The track gets very uncomfortable, because it is uneven, not maintained and because there are a lot of slickrock spots to pass. We proceed very slowly and need 5 hours for only 9 miles. We reach the next campsite, White Crack (the southernmost point of the White Rim), in the late afternoon. It is warm and nearly windless, practically no clouds to see and we explore the surrounding rocks to find the best location to take photographs in the evening. Julia finds this location (see picture), but Martin declined an invitation to join her there. We have read about this place in a book, that Indian people lived here in ancient times. We now understand why. It is one of the most peaceful places, and one of the spots with the most terrific views of the whole Southwest we have seen. A picture cannot show that sufficiently (have a look to the Picture Gallery, Unimog section and look for "White Crack"). A 360-degree roundshot will be scanned and published in the Picture Gallery within the next months (the film must be developed first).

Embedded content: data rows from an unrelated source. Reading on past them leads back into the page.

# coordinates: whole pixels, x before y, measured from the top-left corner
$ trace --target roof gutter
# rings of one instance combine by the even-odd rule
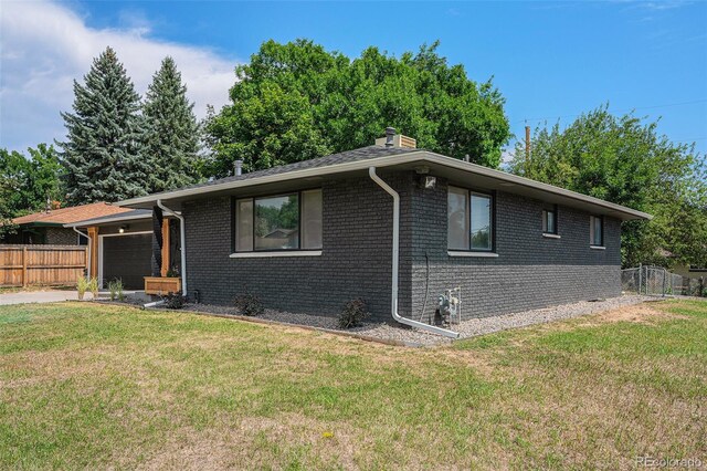
[[[377,174],[376,167],[368,168],[368,175],[371,180],[376,181],[379,187],[386,190],[393,197],[393,273],[392,273],[392,286],[391,286],[391,313],[393,318],[401,324],[409,325],[411,327],[421,328],[423,331],[432,332],[434,334],[444,335],[445,337],[457,338],[458,333],[447,331],[446,328],[436,327],[434,325],[425,324],[422,322],[413,321],[398,314],[398,269],[400,261],[400,195],[393,190],[390,185],[383,181]]]
[[[350,161],[345,164],[329,165],[325,167],[314,167],[304,170],[293,170],[286,174],[266,175],[257,178],[243,178],[238,180],[224,181],[222,184],[208,185],[197,188],[186,188],[182,190],[169,191],[154,196],[138,197],[119,201],[116,205],[120,207],[134,207],[136,205],[152,205],[157,199],[175,199],[175,198],[188,198],[198,195],[204,195],[212,191],[224,191],[231,189],[238,189],[243,187],[250,187],[254,185],[265,185],[278,181],[287,181],[300,178],[320,177],[325,175],[365,170],[371,166],[381,168],[390,167],[401,164],[409,164],[411,161],[426,161],[431,164],[442,165],[449,168],[466,171],[469,174],[481,175],[484,177],[493,178],[499,181],[510,182],[523,187],[535,188],[537,190],[547,191],[552,195],[557,195],[564,198],[570,198],[576,201],[587,202],[590,205],[597,205],[604,209],[629,214],[632,218],[640,219],[653,219],[653,217],[646,212],[637,211],[621,205],[615,205],[609,201],[604,201],[599,198],[590,197],[587,195],[578,193],[577,191],[566,190],[552,185],[535,181],[529,178],[519,177],[517,175],[508,174],[493,168],[484,167],[477,164],[471,164],[467,161],[458,160],[453,157],[443,156],[441,154],[431,153],[429,150],[418,150],[408,154],[401,154],[395,156],[376,157],[365,160]]]
[[[187,297],[187,232],[184,230],[184,217],[181,212],[172,211],[162,205],[162,200],[157,200],[157,207],[168,214],[179,219],[179,238],[181,244],[181,294]]]

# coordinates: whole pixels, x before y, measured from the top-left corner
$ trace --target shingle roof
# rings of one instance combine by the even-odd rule
[[[180,190],[209,187],[212,185],[220,185],[229,181],[249,180],[251,178],[265,177],[270,175],[287,174],[289,171],[304,170],[307,168],[327,167],[330,165],[346,164],[346,163],[358,161],[358,160],[367,160],[376,157],[395,156],[401,154],[415,153],[419,150],[420,149],[413,149],[408,147],[368,146],[368,147],[361,147],[359,149],[346,150],[339,154],[331,154],[326,157],[313,158],[309,160],[297,161],[295,164],[281,165],[278,167],[272,167],[265,170],[256,170],[256,171],[251,171],[240,176],[232,176],[232,177],[220,178],[218,180],[205,181],[203,184],[180,188]],[[163,192],[154,193],[150,196],[158,197],[160,195],[165,195],[169,192],[171,191],[163,191]]]
[[[66,224],[71,222],[83,221],[86,219],[99,218],[109,214],[118,214],[130,211],[129,208],[120,208],[107,202],[94,202],[91,205],[74,206],[71,208],[53,209],[49,212],[41,211],[32,214],[14,218],[12,222],[15,224]]]

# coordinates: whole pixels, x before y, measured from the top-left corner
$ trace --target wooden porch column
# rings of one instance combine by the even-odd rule
[[[88,228],[91,243],[91,260],[88,262],[88,278],[98,278],[98,228]]]
[[[169,271],[169,219],[162,219],[162,266],[160,266],[160,274],[167,276]]]

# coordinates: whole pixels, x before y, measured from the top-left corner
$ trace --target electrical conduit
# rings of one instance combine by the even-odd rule
[[[434,334],[444,335],[445,337],[457,338],[460,334],[454,331],[449,331],[446,328],[413,321],[398,314],[398,265],[400,261],[400,195],[398,195],[395,190],[393,190],[387,182],[384,182],[378,175],[376,175],[376,167],[369,167],[368,175],[371,177],[371,180],[376,181],[379,187],[381,187],[383,190],[386,190],[386,192],[393,197],[393,280],[391,287],[391,312],[393,318],[399,323],[409,325],[411,327],[416,327],[423,331],[432,332]]]

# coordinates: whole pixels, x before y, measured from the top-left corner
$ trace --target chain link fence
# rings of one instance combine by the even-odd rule
[[[704,296],[704,279],[687,279],[671,273],[662,266],[639,266],[621,271],[621,289],[625,293],[647,296],[689,295]]]

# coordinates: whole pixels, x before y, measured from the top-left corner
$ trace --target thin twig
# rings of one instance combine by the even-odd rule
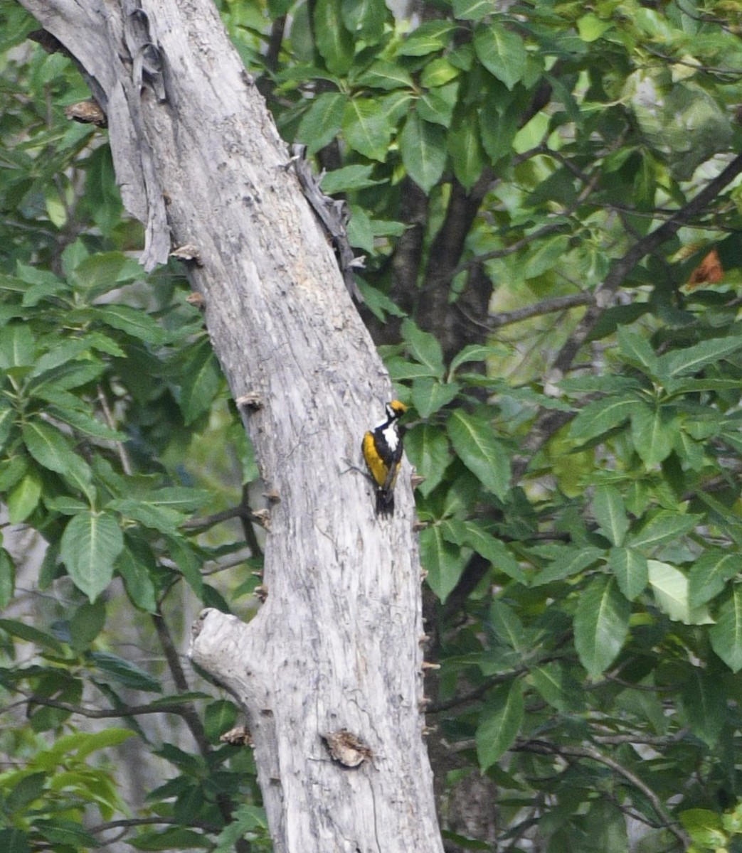
[[[106,425],[110,429],[116,429],[116,420],[114,417],[114,413],[111,411],[111,407],[108,405],[108,400],[106,397],[106,394],[103,392],[102,386],[98,386],[98,403],[101,406],[101,411],[103,413],[103,417],[106,421]],[[116,452],[119,454],[119,461],[121,462],[121,470],[126,474],[127,477],[131,475],[131,462],[129,459],[129,455],[126,453],[126,448],[120,441],[115,442]]]
[[[619,762],[616,761],[609,755],[605,755],[599,750],[593,749],[591,746],[557,746],[556,744],[549,743],[546,740],[522,740],[518,741],[512,746],[513,751],[521,752],[537,752],[540,755],[558,755],[562,757],[574,757],[574,758],[589,758],[592,761],[596,761],[605,767],[610,768],[614,772],[617,773],[619,775],[622,776],[630,785],[634,786],[638,791],[649,800],[651,804],[651,807],[657,813],[657,817],[663,821],[666,828],[675,835],[675,837],[680,841],[683,845],[683,850],[686,850],[690,846],[690,838],[686,834],[685,831],[678,825],[677,821],[674,821],[670,815],[665,811],[664,806],[662,804],[659,797],[652,791],[652,789],[635,773],[633,773],[628,768],[624,767]]]
[[[78,714],[80,717],[86,717],[91,720],[105,720],[110,717],[142,717],[144,714],[178,714],[184,715],[184,709],[187,706],[182,704],[160,705],[153,706],[151,705],[132,705],[123,708],[89,708],[85,705],[73,705],[71,702],[62,702],[60,699],[50,699],[48,696],[38,696],[30,690],[24,690],[22,688],[15,685],[13,689],[20,693],[21,696],[33,705],[41,705],[49,708],[59,708],[61,711],[68,711],[71,714]]]
[[[487,325],[490,328],[500,328],[502,326],[509,326],[511,323],[520,322],[522,320],[529,320],[531,317],[540,316],[544,314],[562,311],[567,308],[575,308],[578,305],[592,305],[594,302],[595,297],[588,293],[556,296],[552,299],[544,299],[541,302],[537,302],[535,305],[517,308],[512,311],[501,311],[499,314],[491,314],[487,319]]]

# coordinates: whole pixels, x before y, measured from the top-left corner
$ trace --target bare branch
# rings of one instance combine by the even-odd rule
[[[633,773],[628,768],[624,767],[611,756],[605,755],[597,749],[593,749],[591,746],[558,746],[556,744],[549,743],[546,740],[518,741],[512,747],[512,750],[513,751],[521,752],[537,752],[540,755],[558,755],[564,758],[589,758],[592,761],[597,761],[599,763],[610,768],[644,794],[651,804],[651,807],[657,813],[657,817],[659,817],[667,829],[680,841],[684,850],[687,849],[690,845],[690,838],[677,821],[674,821],[672,816],[665,811],[662,801],[654,791],[640,779],[635,773]]]
[[[556,296],[552,299],[544,299],[537,302],[535,305],[527,305],[525,308],[517,308],[512,311],[501,311],[499,314],[491,314],[488,317],[487,324],[490,328],[500,328],[502,326],[509,326],[514,322],[520,322],[522,320],[529,320],[531,317],[541,316],[544,314],[552,314],[555,311],[563,311],[568,308],[575,308],[578,305],[592,305],[595,302],[593,293],[570,293],[567,296]]]

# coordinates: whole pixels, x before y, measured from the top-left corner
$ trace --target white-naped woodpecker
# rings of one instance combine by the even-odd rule
[[[402,461],[402,433],[399,420],[407,410],[404,403],[392,400],[387,417],[363,437],[361,450],[374,483],[377,515],[394,515],[394,483]]]

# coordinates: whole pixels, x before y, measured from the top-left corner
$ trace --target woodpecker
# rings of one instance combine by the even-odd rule
[[[363,437],[361,451],[374,481],[377,515],[394,515],[394,483],[402,461],[402,434],[398,423],[407,410],[404,403],[392,400],[387,417]]]

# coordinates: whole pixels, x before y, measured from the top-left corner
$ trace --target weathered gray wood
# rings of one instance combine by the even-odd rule
[[[130,52],[141,20],[125,38],[137,0],[21,2],[108,113],[145,264],[171,243],[198,247],[192,283],[214,349],[235,397],[259,400],[244,420],[280,498],[268,599],[248,625],[206,612],[192,654],[246,708],[275,850],[440,853],[409,468],[381,521],[369,484],[344,473],[390,387],[286,148],[208,0],[143,0],[143,55]],[[372,761],[330,758],[322,735],[342,728]]]

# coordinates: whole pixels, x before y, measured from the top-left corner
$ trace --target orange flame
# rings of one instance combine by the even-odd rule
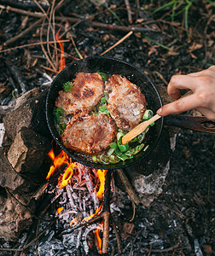
[[[83,219],[83,221],[87,221],[87,220],[92,218],[93,218],[94,216],[96,216],[98,212],[100,212],[102,207],[102,204],[100,205],[100,207],[96,210],[96,212],[95,212],[92,215],[84,218]]]
[[[72,163],[64,172],[62,176],[62,180],[58,185],[61,189],[64,188],[67,185],[69,180],[71,179],[73,174],[73,168],[76,167],[76,163]]]
[[[99,198],[99,199],[102,199],[102,196],[103,196],[103,193],[104,193],[104,185],[105,185],[105,173],[107,172],[107,170],[101,170],[101,169],[98,169],[97,171],[97,175],[98,175],[98,177],[100,179],[100,188],[99,188],[99,190],[96,194],[96,196]]]
[[[55,36],[56,40],[61,47],[61,61],[60,61],[59,72],[61,72],[62,69],[64,69],[66,67],[65,58],[64,58],[64,45],[61,42],[60,42],[60,37],[59,37],[61,29],[61,28],[59,29],[59,31],[57,32],[56,36]]]
[[[64,207],[59,207],[57,209],[57,214],[59,214],[60,212],[61,212],[63,209],[64,209]]]
[[[55,169],[57,167],[60,167],[63,163],[68,165],[68,160],[67,160],[67,154],[64,152],[61,151],[56,157],[55,157],[55,154],[53,152],[53,149],[50,150],[49,153],[49,157],[53,160],[53,166],[50,166],[49,172],[47,174],[46,179],[49,179],[50,176],[54,173]]]
[[[77,218],[74,218],[72,221],[71,221],[71,223],[70,223],[70,226],[72,227],[72,225],[73,224],[78,224],[78,219],[77,219]]]
[[[96,240],[97,240],[97,247],[99,248],[99,253],[102,254],[102,239],[99,236],[99,229],[97,229],[95,231],[95,234],[96,234]]]

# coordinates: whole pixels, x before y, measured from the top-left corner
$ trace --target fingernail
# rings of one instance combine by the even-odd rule
[[[162,108],[159,108],[159,110],[157,111],[157,114],[160,114],[162,112]]]

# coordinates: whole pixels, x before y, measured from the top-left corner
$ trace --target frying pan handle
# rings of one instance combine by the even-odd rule
[[[204,125],[205,123],[213,124],[213,128]],[[190,115],[170,114],[164,117],[164,124],[171,126],[181,128],[188,128],[204,131],[208,133],[215,133],[215,122],[207,119],[206,117],[194,117]]]

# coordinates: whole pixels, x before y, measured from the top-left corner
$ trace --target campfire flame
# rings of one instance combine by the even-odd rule
[[[99,190],[96,194],[96,196],[99,199],[102,199],[102,196],[103,196],[104,185],[105,185],[105,174],[106,174],[107,172],[108,172],[108,170],[101,170],[101,169],[98,169],[98,171],[97,171],[97,175],[98,175],[98,177],[100,179],[100,188],[99,188]]]
[[[57,209],[57,214],[59,214],[60,212],[61,212],[62,210],[64,210],[64,207],[59,207],[59,208]]]
[[[61,29],[61,28],[59,29],[59,31],[57,32],[57,33],[55,35],[56,40],[61,47],[61,61],[60,61],[59,72],[61,72],[62,69],[64,69],[66,67],[65,57],[64,57],[64,44],[63,44],[63,43],[60,42],[60,36],[59,36]]]
[[[49,177],[54,174],[55,171],[59,168],[61,172],[63,171],[62,174],[59,174],[58,177],[58,184],[56,186],[57,189],[61,189],[64,187],[66,187],[69,183],[70,185],[73,186],[73,181],[72,177],[73,175],[77,175],[77,171],[78,171],[80,164],[78,164],[76,162],[73,162],[72,160],[67,156],[67,154],[61,150],[61,153],[55,156],[53,148],[49,153],[49,156],[53,161],[53,165],[49,168],[49,172],[48,172],[48,175],[46,177],[47,179],[49,179]],[[61,168],[61,169],[60,169]],[[95,182],[97,182],[97,184],[95,184],[95,189],[96,189],[96,187],[98,186],[99,189],[96,189],[96,197],[99,200],[100,206],[97,207],[93,214],[90,216],[85,217],[84,218],[82,219],[83,222],[87,222],[95,216],[98,215],[101,213],[102,209],[102,199],[103,199],[103,195],[104,195],[104,189],[105,189],[105,176],[108,172],[108,170],[101,170],[101,169],[94,169],[97,178],[95,179]],[[75,173],[75,174],[74,174]],[[75,177],[76,176],[74,176]],[[74,179],[75,180],[75,179]],[[59,207],[56,211],[57,214],[60,214],[65,207]],[[78,224],[78,221],[77,218],[74,218],[71,222],[70,222],[70,226],[73,224]],[[99,226],[95,233],[96,236],[96,247],[100,253],[102,253],[102,241],[99,236],[99,232],[101,230],[101,227]]]
[[[99,230],[100,229],[98,228],[96,231],[96,241],[97,241],[97,247],[99,248],[99,253],[102,254],[102,241],[101,239],[101,237],[99,236]]]

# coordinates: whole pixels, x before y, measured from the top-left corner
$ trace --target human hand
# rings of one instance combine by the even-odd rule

In the next morning we start early, because we have to cover around 20 miles (30 kilometers) to reach the next campsite called "Airport". The track is complicated to drive with such a big vehicle because at practically every slickrock we have to switch into the lower gear-group and we have to crawl over the uneven surface. More than once there are narrow spots at the edge of the canyon rim to pass. One of these spots, the most spectacular one, has been captured by Julia with the digital camera - while Martin doesn't even know what's below him - under the big sandstone ledge there is nothing, only air!

Again and again we have to drive over slickrock ledges, slowly creeping. Deep grooves in the sandstone are the results of uncautious off-road-drivers, who didn't know their vehicle and damaged oil pan or differential box. From time to time an exhaust pipe or another car part lies on the track, witnesses of an unneccessarily hard driving-style. We don't lose anything, but on the other hand we are also proceeding very slowly. But that is always better than to shake the household apart.

It is evening when we arrive at "Airport" und we have to tie up everything because a real thunderstorm shakes our home. Despite an incredible heat (it's June and it's summer) we have to close our windows, only letting small slits open - otherwise we would sit on a pile of sand within a few hours. Nevertheless superfine sand enters and we have to clean the whole interior of our PocoLoco the next morning. During the night it's raining and we fear that we probably could have problems driving the next day. In this part of the world the soil gets very sticky when combined with water, and this combination leads to full tire profiles and soapy tracks. We speak from experience recalling our New Mexico trip in wintertime. But the next morning sun shines again, the tracks are getting dry very fast and so we leave the White Rim on the eastern side towards Moab.

We succeeded in surrounding the White Rim with our PocoLoco. No one would have thought it possible!